External distractors leave small marks on the side of the face, but there is no significant scarring, Dr. Sidman said. The procedure can be done in children as small as 2 or 3 kg.
Midface distractions are for nasal and nasopharyngeal obstruction, but there must be adequate bone stock, and the child should be at least 4 years old.
Models help with surgical planning. The models are plastic and based on the patient’s CT scans. We use models of the facial skeleton that we operate on beforehand, and put the distractors on the models, so we have our vectors exactly planned before we operate, Dr. Sidman said.
The maxillary procedure is generally reserved for children who can’t tolerate CPAP or BiPAP, who have severe obstruction as seen through endoscopy. However, the operation is not proven long-term and there is significant relapse when there is insufficient bone stock.

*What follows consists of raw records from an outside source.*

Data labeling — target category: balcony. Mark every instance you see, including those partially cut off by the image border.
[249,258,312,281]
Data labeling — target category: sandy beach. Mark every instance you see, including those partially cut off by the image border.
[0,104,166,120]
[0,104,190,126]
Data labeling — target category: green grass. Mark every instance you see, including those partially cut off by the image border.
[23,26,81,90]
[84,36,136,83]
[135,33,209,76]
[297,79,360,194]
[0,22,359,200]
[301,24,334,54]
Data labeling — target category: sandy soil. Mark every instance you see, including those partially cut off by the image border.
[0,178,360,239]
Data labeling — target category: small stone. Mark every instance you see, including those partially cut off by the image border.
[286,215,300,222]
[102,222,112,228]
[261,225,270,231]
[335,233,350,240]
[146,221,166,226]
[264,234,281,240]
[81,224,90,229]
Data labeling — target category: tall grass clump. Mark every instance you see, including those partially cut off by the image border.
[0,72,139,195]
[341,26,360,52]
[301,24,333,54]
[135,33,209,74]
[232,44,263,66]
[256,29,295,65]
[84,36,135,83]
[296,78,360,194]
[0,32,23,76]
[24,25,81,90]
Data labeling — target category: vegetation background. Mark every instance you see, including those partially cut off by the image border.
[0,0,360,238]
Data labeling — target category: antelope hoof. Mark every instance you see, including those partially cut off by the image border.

Once you’ve done the distraction, consider going in and putting in either absorbable plates or long-term titanium plates to try to help hold the regenerate in position long-term, he said.
Obstruction at the Tongue Base
Obstruction at the base of the tongue is another important cause of persistent apnea. This was addressed by Sally Shott, MD, from the Cincinnati Children’s Hospital Medical Center, who described surgical interventions.
After T&A, the incidence of persistent OSA is higher in the Down syndrome population. The tongue is involved in the highest percentage-macroglossia, glossoptosis, and also enlarged lingual tonsils, she said.